New Skills or Sharper Primitives? A Probabilistic Perspective on the Emergence of Reasoning in RLVR
Zhilin Wang, Yafu Li, Shunkai Zhang, Zhi Wang, Haoran Zhang, Xiaoye Qu, Yu Cheng
TL;DR
The paper argues that RLVR can endow LLMs with genuinely new capabilities rather than merely surfacing latent traces, by framing capability as instance-level solvability and showing that sharpening atomic sub-tasks enables complex reasoning to cross a multiplicative barrier. It introduces a probabilistic model of Pass@k, defines epsilon-incapability and delta-capability to partition tasks into Null, Transitional, and Feasible regimes, and demonstrates that RLVR pushes tasks from Null toward Feasible through targeted atomic skill amplification. The work validates the theory on synthetic algebraic tasks generated by the Algebrarium framework, showing emergent capabilities with substantial cross-model evidence and highlighting a concomitant erosion of minority skills due to global optimization. These findings offer a mechanistic account of emergent abilities in RLVR and implications for designing training regimes that balance global rewards with diverse capability retention.
Abstract
Whether Reinforcement Learning with Verifiable Rewards (RLVR) endows Large Language Models (LLMs) with new capabilities or merely elicits latent traces remains a central debate. In this work, we align with the former view, proposing a probabilistic framework where capability is defined by instance-level solvability. We hypothesize that the emergence of complex reasoning can be driven by sharpening atomic step probabilities, which enables models to overcome the exponential decay of success rates inherent in multi-step reasoning chains.

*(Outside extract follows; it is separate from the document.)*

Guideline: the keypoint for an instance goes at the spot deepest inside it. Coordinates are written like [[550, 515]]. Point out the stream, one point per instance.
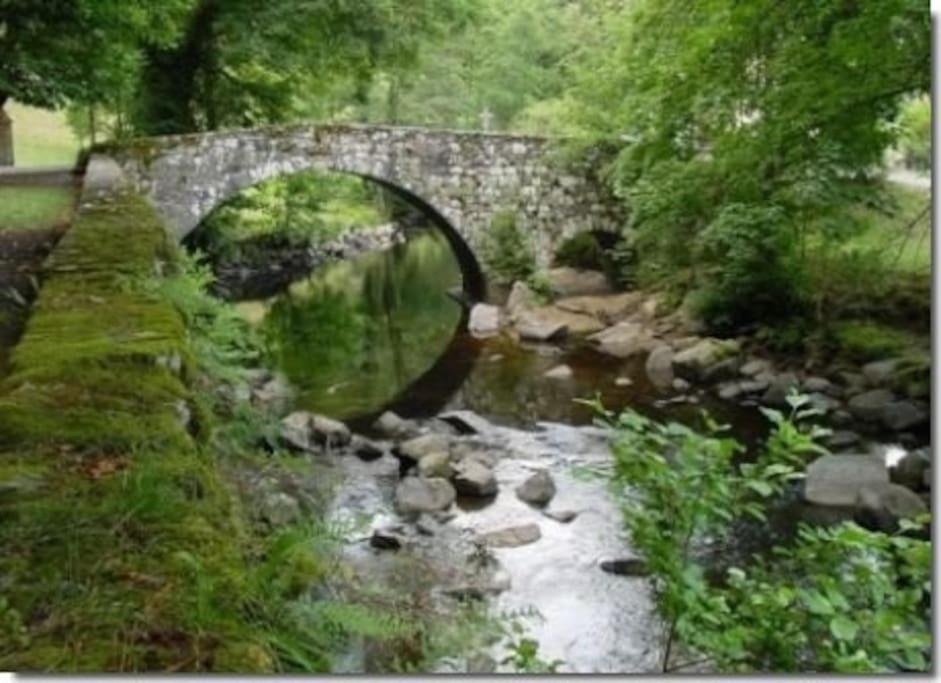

Utilizing the Algebrarium framework, we train models exclusively on single-step operations and evaluate their performance on unseen multi-step tasks. Our empirical results confirm that: (1) RLVR incentivizes the exploration of previously inaccessible solution paths by amplifying the model's existing skills; (2) composite performance is strictly governed by the joint probability of atomic steps, evidenced by high Pearson correlation coefficients ($ρ\in [0.69, 0.96]$); and (3) RLVR, acting as a global optimizer, can cause specific skills to be sacrificed to maximize aggregate reward. Our work offers a novel explanation for emergent abilities in RLVR, suggesting that the iterative optimization of solvable problems enables models to develop the capabilities to tackle previously unsolvable scenarios.